Reports of the imminent death of AIDS buyers clubs are greatly exaggerated (with apologies to Mark Twain). True, the past year has seen masses of PWAs switch from eclectic treatment programs to protease-based cocktails. And yes, this has driven down sales that have helped sustain the nation’s dozen-plus buyers clubs, some a decade old, which provide access to experimental and imported drugs and discount alternative treatments.
But now the nonprofit, often PWA-run clubs are reassessing and broadening their roles to meet the community’s needs in new ways. Whether protease inhibitors work or fail long-term, buyers clubs will remain key sources of honest treatment information to help us maneuver through ever-changing standards of care.
Matt Sharp, director of the Healing Alternatives Foundation (HAF) in San Francisco, says, “HAF is committed to educating people about the entire spectrum of AIDS therapies and fighting for access to those therapies -- we’re not just a glorified health-food store.” Indeed, HAF’s services include an extensive alternative-treatment library and a “Doctor’s Report Card” -- a notebook with candid PWA reviews of Bay Area physicians. “It’s going to take a real energized effort to find our new niche,” Sharp says. Along with stepped-up fundraising, planned initiatives include educational health fairs, broader community outreach and expanded political advocacy.

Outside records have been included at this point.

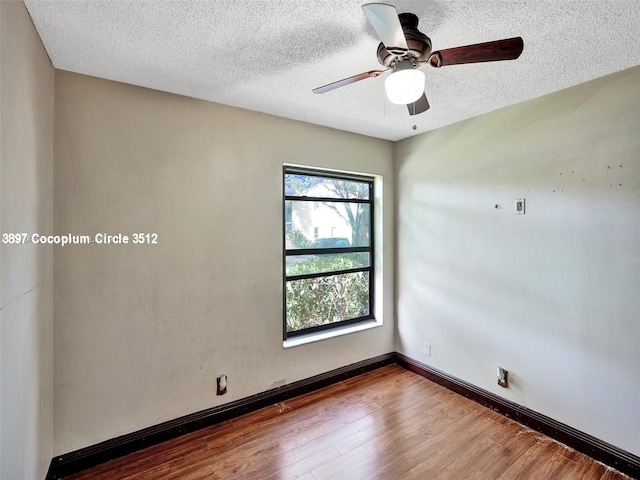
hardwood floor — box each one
[65,365,629,480]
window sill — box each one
[282,320,382,348]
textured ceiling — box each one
[25,0,640,140]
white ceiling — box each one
[25,0,640,140]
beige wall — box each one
[395,67,640,455]
[54,71,394,454]
[0,1,53,480]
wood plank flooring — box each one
[66,365,629,480]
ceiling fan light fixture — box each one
[384,68,425,105]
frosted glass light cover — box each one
[384,69,424,105]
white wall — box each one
[395,67,640,455]
[0,1,53,480]
[54,71,394,454]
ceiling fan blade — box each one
[362,3,409,55]
[312,69,389,93]
[429,37,524,68]
[407,93,429,115]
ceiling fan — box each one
[313,3,524,115]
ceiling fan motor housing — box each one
[377,13,431,67]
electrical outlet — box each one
[216,375,227,395]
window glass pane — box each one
[286,272,370,332]
[284,173,369,200]
[286,252,371,276]
[285,200,371,249]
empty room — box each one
[0,0,640,480]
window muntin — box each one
[284,167,374,340]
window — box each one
[284,167,374,340]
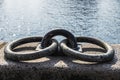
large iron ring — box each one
[4,37,58,61]
[60,37,114,62]
[41,29,77,49]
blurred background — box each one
[0,0,120,43]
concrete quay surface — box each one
[0,42,120,80]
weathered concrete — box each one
[0,44,120,80]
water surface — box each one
[0,0,120,43]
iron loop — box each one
[60,37,115,62]
[4,37,58,61]
[41,29,77,49]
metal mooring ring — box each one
[41,29,77,49]
[4,37,58,61]
[60,37,114,62]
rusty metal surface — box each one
[0,43,120,80]
[0,0,120,43]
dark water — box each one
[0,0,120,43]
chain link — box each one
[4,29,115,62]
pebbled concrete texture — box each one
[0,43,120,80]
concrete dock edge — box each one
[0,43,120,80]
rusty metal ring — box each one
[60,37,114,62]
[41,29,77,49]
[4,37,58,61]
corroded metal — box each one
[4,37,58,61]
[60,37,114,62]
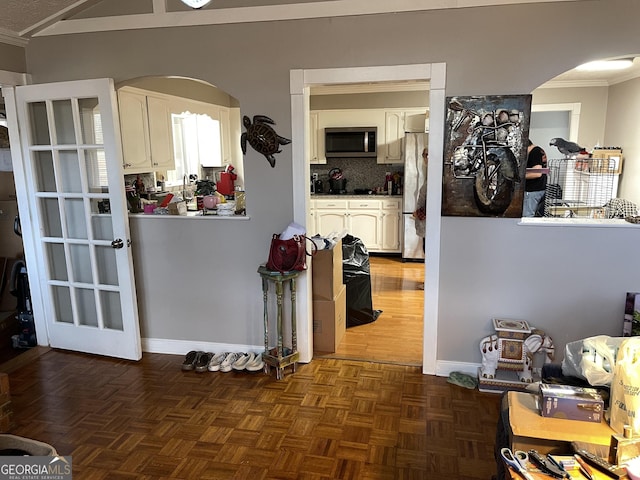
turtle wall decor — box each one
[240,115,291,168]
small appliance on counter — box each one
[329,168,347,195]
[216,165,238,195]
[311,172,324,193]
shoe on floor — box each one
[182,350,200,371]
[220,352,242,372]
[195,352,213,373]
[207,352,229,372]
[245,353,264,372]
[231,352,256,371]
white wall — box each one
[16,0,640,368]
[605,78,640,207]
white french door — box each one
[5,79,142,360]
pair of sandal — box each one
[182,350,213,372]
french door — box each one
[5,79,142,360]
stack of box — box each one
[0,373,13,433]
[540,383,604,423]
[312,240,347,353]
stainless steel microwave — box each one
[324,127,378,158]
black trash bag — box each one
[342,235,381,328]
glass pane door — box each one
[16,80,141,358]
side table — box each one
[258,265,300,380]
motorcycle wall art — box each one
[442,95,531,218]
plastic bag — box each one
[609,337,640,433]
[562,335,624,386]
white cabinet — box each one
[378,111,404,163]
[310,197,401,253]
[307,112,320,164]
[314,199,348,235]
[378,109,426,164]
[347,199,382,252]
[380,198,402,253]
[147,95,175,170]
[118,87,175,173]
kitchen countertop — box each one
[311,193,402,198]
[129,211,251,221]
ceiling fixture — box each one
[576,58,633,72]
[182,0,211,8]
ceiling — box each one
[0,0,640,87]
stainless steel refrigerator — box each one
[402,133,428,261]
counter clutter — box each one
[128,191,246,217]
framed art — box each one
[442,95,531,218]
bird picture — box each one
[549,138,585,157]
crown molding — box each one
[538,80,609,88]
[32,0,590,36]
[0,29,29,47]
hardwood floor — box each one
[0,257,500,480]
[2,350,499,480]
[322,256,424,365]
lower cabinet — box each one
[310,198,401,253]
[380,199,402,253]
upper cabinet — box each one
[307,112,320,163]
[378,108,426,163]
[118,86,240,173]
[147,95,175,170]
[309,107,428,164]
[118,87,175,173]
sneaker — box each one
[231,352,256,371]
[207,352,229,372]
[220,352,242,372]
[245,353,264,372]
[195,352,213,373]
[182,350,201,370]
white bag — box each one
[562,335,624,386]
[609,337,640,433]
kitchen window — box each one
[166,111,222,185]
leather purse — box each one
[266,234,317,273]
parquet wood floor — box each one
[9,350,499,480]
[0,257,499,480]
[321,256,424,365]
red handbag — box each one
[266,233,317,273]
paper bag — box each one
[609,337,640,434]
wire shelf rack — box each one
[544,158,619,218]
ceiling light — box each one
[576,58,633,72]
[182,0,211,8]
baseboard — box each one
[142,338,264,355]
[436,360,480,377]
[142,338,480,377]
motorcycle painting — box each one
[442,95,531,218]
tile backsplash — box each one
[311,158,404,193]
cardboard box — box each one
[540,383,604,423]
[507,391,615,458]
[313,285,347,353]
[312,239,343,301]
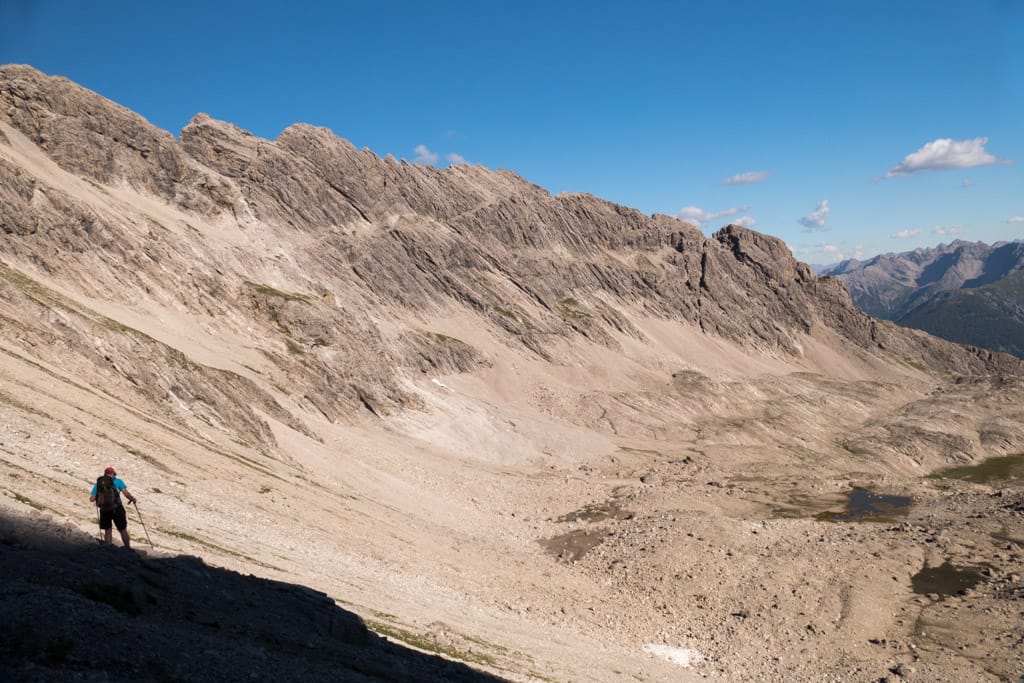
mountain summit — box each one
[0,66,1024,681]
[824,240,1024,358]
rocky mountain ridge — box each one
[0,66,1024,681]
[0,67,1011,450]
[823,240,1024,357]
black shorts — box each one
[99,505,128,531]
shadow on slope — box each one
[0,509,509,683]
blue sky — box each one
[0,0,1024,263]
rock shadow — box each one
[0,508,503,683]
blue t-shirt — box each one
[89,477,128,498]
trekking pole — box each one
[131,501,156,548]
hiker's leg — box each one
[114,507,131,548]
[99,510,114,543]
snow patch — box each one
[643,643,703,669]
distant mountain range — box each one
[818,240,1024,357]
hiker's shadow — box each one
[0,507,502,682]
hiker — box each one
[89,467,135,548]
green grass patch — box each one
[926,453,1024,483]
[14,494,46,511]
[364,620,499,669]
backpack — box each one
[96,474,121,510]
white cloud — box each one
[722,171,768,185]
[676,206,753,226]
[413,144,437,166]
[797,200,831,232]
[795,242,864,263]
[886,137,1011,178]
[889,228,921,240]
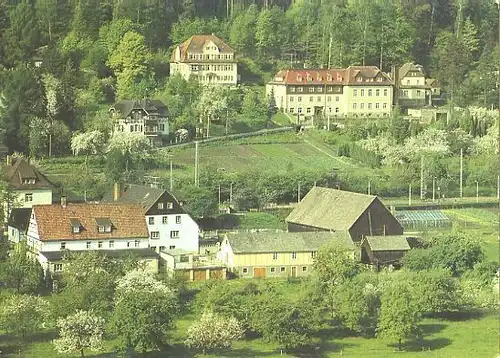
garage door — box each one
[253,267,266,278]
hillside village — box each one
[0,0,500,357]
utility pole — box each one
[170,158,174,192]
[229,183,233,206]
[432,177,436,202]
[460,149,464,199]
[408,184,411,206]
[420,155,424,200]
[194,141,198,186]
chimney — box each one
[113,182,122,201]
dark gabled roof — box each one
[111,99,168,118]
[40,248,158,261]
[3,158,54,190]
[398,62,425,80]
[363,235,410,251]
[286,187,377,231]
[227,231,354,254]
[33,203,149,241]
[102,184,165,211]
[8,208,31,232]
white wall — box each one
[15,189,52,208]
[146,214,199,252]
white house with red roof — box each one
[170,34,238,85]
[266,66,394,118]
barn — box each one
[286,187,403,243]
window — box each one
[54,264,62,272]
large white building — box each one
[170,34,238,85]
[266,66,394,118]
[26,201,149,272]
[103,184,199,252]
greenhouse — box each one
[396,210,451,230]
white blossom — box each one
[185,311,244,352]
[52,310,105,354]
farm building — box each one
[286,187,403,243]
[160,249,226,281]
[361,235,411,265]
[396,210,451,230]
[217,231,356,278]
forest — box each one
[0,0,500,156]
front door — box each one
[253,267,266,278]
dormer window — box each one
[69,219,82,234]
[95,218,112,233]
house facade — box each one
[286,187,403,243]
[170,34,238,86]
[266,66,394,118]
[217,231,354,278]
[3,155,54,217]
[396,62,441,109]
[26,201,149,268]
[102,183,199,253]
[109,99,169,146]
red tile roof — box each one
[33,203,149,241]
[170,35,234,62]
[271,66,393,85]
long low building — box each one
[217,231,357,278]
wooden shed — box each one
[361,235,411,265]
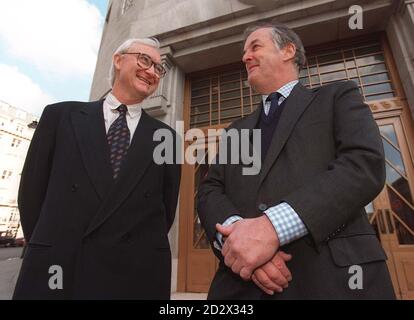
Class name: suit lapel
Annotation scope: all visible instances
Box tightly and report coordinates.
[259,83,315,185]
[84,110,157,236]
[71,100,113,200]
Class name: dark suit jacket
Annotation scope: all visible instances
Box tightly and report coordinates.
[198,82,394,299]
[14,101,180,299]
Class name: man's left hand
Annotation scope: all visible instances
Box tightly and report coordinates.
[216,215,279,280]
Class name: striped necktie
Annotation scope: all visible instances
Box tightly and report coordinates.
[106,104,130,179]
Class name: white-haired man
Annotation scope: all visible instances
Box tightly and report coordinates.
[14,39,180,299]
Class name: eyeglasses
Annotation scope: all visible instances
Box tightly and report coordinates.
[122,52,167,78]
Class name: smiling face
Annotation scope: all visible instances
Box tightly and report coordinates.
[112,43,161,104]
[243,28,297,94]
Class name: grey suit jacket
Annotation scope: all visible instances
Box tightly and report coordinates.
[198,81,394,299]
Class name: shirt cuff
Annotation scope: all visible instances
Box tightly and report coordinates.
[264,202,309,246]
[214,215,243,250]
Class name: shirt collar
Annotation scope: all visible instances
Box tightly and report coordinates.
[262,80,299,105]
[105,92,142,118]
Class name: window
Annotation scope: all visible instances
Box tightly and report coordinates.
[16,124,24,133]
[11,138,22,148]
[190,64,261,128]
[299,41,396,101]
[1,170,12,180]
[122,0,134,14]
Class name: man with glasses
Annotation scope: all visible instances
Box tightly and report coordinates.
[14,39,180,299]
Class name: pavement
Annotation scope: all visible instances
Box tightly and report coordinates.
[0,258,207,300]
[0,258,22,300]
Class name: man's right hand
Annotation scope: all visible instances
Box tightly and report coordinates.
[252,250,292,295]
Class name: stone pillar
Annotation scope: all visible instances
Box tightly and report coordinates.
[386,0,414,120]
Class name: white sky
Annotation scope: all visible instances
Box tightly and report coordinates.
[0,0,106,115]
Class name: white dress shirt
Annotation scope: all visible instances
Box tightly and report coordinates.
[103,92,142,143]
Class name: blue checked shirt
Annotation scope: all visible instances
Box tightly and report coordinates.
[214,80,308,250]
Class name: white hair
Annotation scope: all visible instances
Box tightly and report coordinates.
[109,38,160,88]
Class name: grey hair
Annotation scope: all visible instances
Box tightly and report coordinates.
[108,38,160,88]
[243,22,306,72]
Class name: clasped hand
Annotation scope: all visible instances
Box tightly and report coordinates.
[216,215,292,294]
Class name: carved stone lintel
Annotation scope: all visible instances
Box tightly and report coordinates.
[369,99,403,112]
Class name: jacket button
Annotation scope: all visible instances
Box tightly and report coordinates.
[121,232,131,242]
[258,203,267,211]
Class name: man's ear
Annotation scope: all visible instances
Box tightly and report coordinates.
[282,42,296,61]
[113,54,122,72]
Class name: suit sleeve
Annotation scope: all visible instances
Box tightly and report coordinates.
[282,82,385,245]
[197,124,240,244]
[18,106,57,241]
[163,133,181,231]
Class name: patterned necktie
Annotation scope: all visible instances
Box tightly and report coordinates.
[266,92,281,117]
[106,104,130,179]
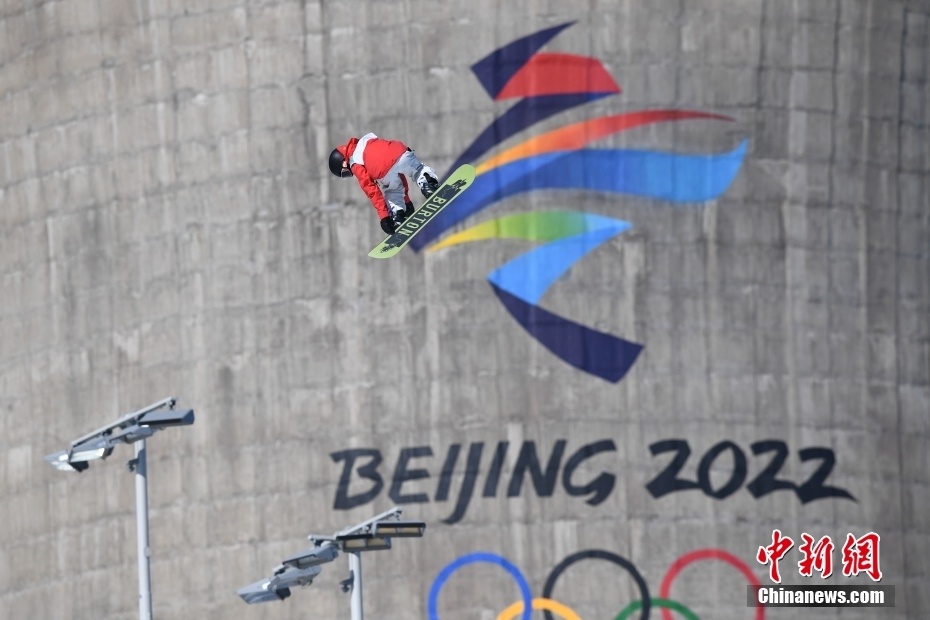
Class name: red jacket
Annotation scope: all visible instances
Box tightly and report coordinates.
[336,134,407,219]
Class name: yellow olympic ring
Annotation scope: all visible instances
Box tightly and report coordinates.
[497,597,581,620]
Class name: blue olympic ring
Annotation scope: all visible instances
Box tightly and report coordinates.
[428,551,533,620]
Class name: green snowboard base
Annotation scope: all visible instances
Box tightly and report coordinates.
[368,164,475,258]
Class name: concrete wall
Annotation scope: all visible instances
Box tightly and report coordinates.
[0,0,930,620]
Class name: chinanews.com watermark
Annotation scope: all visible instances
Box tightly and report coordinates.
[746,586,894,607]
[746,529,894,607]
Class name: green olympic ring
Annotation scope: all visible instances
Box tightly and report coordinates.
[614,598,701,620]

Meanwhile, at the PWA Health Group (PWAHG) in New York City, director Sally Cooper says: “Currently, the medical system has a lot to offer. I’m not here to sell anything to anyone. But buyers clubs have always been about experimentation, em-powerment and survival.” That includes feisty advocacy 0000(often jointly with HAF) to gain access to new drugs for such ills as wasting and dementia, and to fight pharmaceutical price-gouging. PWAHG also publishes valuable information packets, plus bimonthly newsletters in English and Spanish offering a detailed, sassy look at the practicalities and politics of treatment. In recent years, PWAHG has greatly boosted its revenue from private donations. Cooper thinks the club’s continued success will depend on increased funding to provide emotional support services and unbiased information to “help people design individualized treatment strategies.” For years it has offered the city’s only intensive women’s treatment support group and training sessions. Recently it launched a pediatric study group for parents and practitioners.
Last year, product sales at the New York City -- based buyers club DAAIR (Direct Alternative AIDS Information Resources), which offers mainly nutrients and herbal extracts, plummeted 30 percent below 1995 levels. Today, after price cuts and expanded outreach, sales have doubled. Director Fred Bingham says, “DAAIR recently increased the number of alternative treatments we offer from 80 to 320. But it’s not just about options. Price equals access.” The club’s new membership packet and website include in-depth, scientifically documented nutrient recommendations, anti-HIV strategies and advice on countering drug side effects.
For years I’ve worked with various clubs as a consultant, treatment advocate and consumer. Simply put, buyers clubs have saved my life. While the Crixivan-based three-drug combo I started last year made my viral load undetectable, it failed to resolve the diarrhea and wasting that were slowly killing me. It took large daily doses of the amino acid glutamine to stop the endless toilet trips and reverse the unrelenting wasting. And I’ve only been able to detox my drug cocktail -- clogged liver by combining alpha-lipoic acid and silymarin (milk thistle). Many of us can afford products like these only because buyers clubs sell them so cheaply.
And these groups continue to wage many battles to keep treatments coming. Recently, buyers clubs across the country united and reversed the FDA’s wrongheaded effort to stop the importation from France of SPV-30, a nontoxic boxwood extract with antiretroviral qualities. Now the clubs have formed a political alliance to fight for access to and research on alternative treatments.
PWAs need this advocacy as we continue to experiment with combinations of conventional complementary therapies, and seek answers that diverge from medical dogma. So until there’s a cure, buyers clubs -- in one form or another -- will survive.